Spectrum and the definition of deregulation

by on February 14, 2007

Today Lawrence Lessig released the second in his series of presentations about what Congress should do on internet policy. The first installment was about orphan copyrights, and I addressed it here. Today, Lessig writes about “deregulating spectrum,” which is an apt title if by deregulating you mean regulating. Lessig likens the current command-and-control system of spectrum regulation to communism, and I think he’s right. He goes on, however, to argue that a property system is no longer the right alternative to regulation.

Instead, Lessig suggests a market not in spectrum, but in devices that use free spectrum without causing interference to any other user. As he says in his presentation, this system would require “minimal rules governing the devices.” What he doesn’t say is who would set these “minimal rules” and what exactly would guarantee that these rules would remain minimal or even rational. The answer, as I explain in my new paper out this week from the Stanford Technology Law Review, is that government will set the rules, and the only tools that government has to make rules is its inefficient command-and-control processes. A “commons” model is not a third way between regulation and property, it is just another kind of regulation.

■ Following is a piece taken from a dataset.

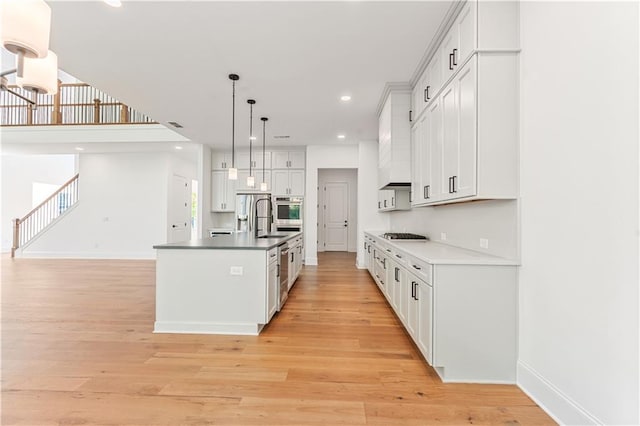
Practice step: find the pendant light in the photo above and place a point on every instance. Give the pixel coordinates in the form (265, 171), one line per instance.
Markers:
(251, 181)
(263, 185)
(233, 172)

Lessig also exhibits lots of outrage at the fact that the current regulatory system is manipulated by special interests to suit their own purposes and not the interests of consumers generally. Well, how will things be any different when government goes about setting his “minimal rules”?


One last thing. I take umbrage to Lessig’s reference to those of us who support property rights in spectrum as “property-ideologues,” which I for one take as a pejorative term that implies an unthinking blind belief. He says, these are “people who I will, to be fair, refer to as ‘extremists.'” I may think that Lessig is wrong, but I don’t doubt that he’s considered empirical evidence, given lots of thought to different ideas, and come to his own conclusions for intellectually honest reasons. There can only be reasoned debate if the conversation is respectful, and I would appreciate it if Lessig showed some respect to his intellectual opponents.